I slow down to a snail’s pace. I identify an adult close by wearing a dun coloured outfit, so that she blends in with her surroundings. I assume she is not the mother, because as we all know, mothers must wear primary coloured clothes or neon, so that they can be more quickly identified by their offspring, should they ever be mis-fortunate enough to be in a crowd. Even without the crowd, indeed, on an arid landscape that is flat as a pancake, a neon coloured 5 foot 6 size mother, can often prove to be quite invisible.

I crawl along the curb to confirm that the extraordinary sight is real, rather than a figment of my imagination. A small boy plays with dump trucks in the dirt, a full 12 long paces from the adult. I know that the adult must be both a marathon runner and a superb sprinter to allow for such a vast chasm of space to have developed between her and the child. The woman plants the edge of her sidewalk.

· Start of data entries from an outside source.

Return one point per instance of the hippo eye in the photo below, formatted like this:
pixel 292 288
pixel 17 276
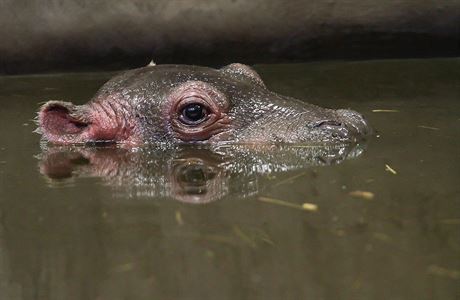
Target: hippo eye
pixel 193 113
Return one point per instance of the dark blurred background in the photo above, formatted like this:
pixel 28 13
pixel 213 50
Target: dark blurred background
pixel 72 35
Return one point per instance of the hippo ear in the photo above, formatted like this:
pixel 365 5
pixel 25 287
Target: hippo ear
pixel 62 122
pixel 244 73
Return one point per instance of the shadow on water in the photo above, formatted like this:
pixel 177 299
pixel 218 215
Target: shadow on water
pixel 187 174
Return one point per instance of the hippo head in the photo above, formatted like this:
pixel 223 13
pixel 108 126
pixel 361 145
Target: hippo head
pixel 190 104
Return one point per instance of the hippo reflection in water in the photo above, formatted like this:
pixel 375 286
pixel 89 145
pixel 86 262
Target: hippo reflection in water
pixel 188 174
pixel 177 104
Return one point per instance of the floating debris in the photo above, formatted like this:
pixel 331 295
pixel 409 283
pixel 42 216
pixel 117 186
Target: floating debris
pixel 451 221
pixel 304 206
pixel 179 219
pixel 385 110
pixel 440 271
pixel 390 169
pixel 362 194
pixel 244 237
pixel 310 206
pixel 428 127
pixel 382 236
pixel 292 178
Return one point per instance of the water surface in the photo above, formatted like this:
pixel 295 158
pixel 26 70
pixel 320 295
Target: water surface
pixel 381 220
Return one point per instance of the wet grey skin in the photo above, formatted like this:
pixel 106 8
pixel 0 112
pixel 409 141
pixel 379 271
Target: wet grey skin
pixel 176 104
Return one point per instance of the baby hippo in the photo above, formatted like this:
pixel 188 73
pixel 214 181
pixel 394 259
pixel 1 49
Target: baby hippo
pixel 171 104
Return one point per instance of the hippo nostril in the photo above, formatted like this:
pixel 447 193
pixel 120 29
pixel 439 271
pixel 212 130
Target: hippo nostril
pixel 327 123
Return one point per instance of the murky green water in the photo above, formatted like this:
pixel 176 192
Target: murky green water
pixel 381 220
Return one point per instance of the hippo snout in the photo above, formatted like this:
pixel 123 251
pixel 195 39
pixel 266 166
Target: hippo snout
pixel 343 125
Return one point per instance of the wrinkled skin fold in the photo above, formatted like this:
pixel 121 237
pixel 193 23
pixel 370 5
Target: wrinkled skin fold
pixel 179 104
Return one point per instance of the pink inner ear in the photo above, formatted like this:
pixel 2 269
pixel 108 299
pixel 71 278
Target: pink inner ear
pixel 56 120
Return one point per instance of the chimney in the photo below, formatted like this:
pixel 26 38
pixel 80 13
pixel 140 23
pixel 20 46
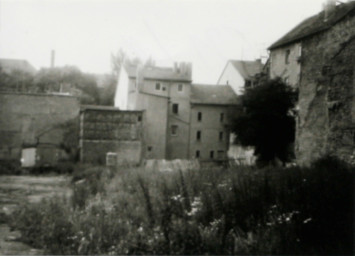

She is about half way through a whole box of plants. I am an efficient plantswoman myself. That much work would take approximately 15 to 20 minutes, if you assume that she prepared the ground beforehand. I look more closely because the woman has a cast on her leg, which means that she must have a leash around the child that is secured to a six foot stake with a 4 inch padlock. I fail to see any of the evidence that my mind needs to witness. I drive on past, confused and befuddled.

How does she do that? What is her secret? I glance in the rear view mirror to check if it was a mirage. It isn’t. They are still there. They are still static, probably for as long as 4 minutes. I rack my brain for the elusive answer? Is there a pocket of extra strong gravity along that stretch of sidewalk? Has she filled his pockets with rocks? Were his sneaker made of lead? Is there a hidden force field or electric fence that I missed?

Of course! Why didn’t I think of that before? I reach the only logical conclusion possible. Obviously the woman has attached a roller skate to the bottom of her cast and the elastic around the child is the invisible variety.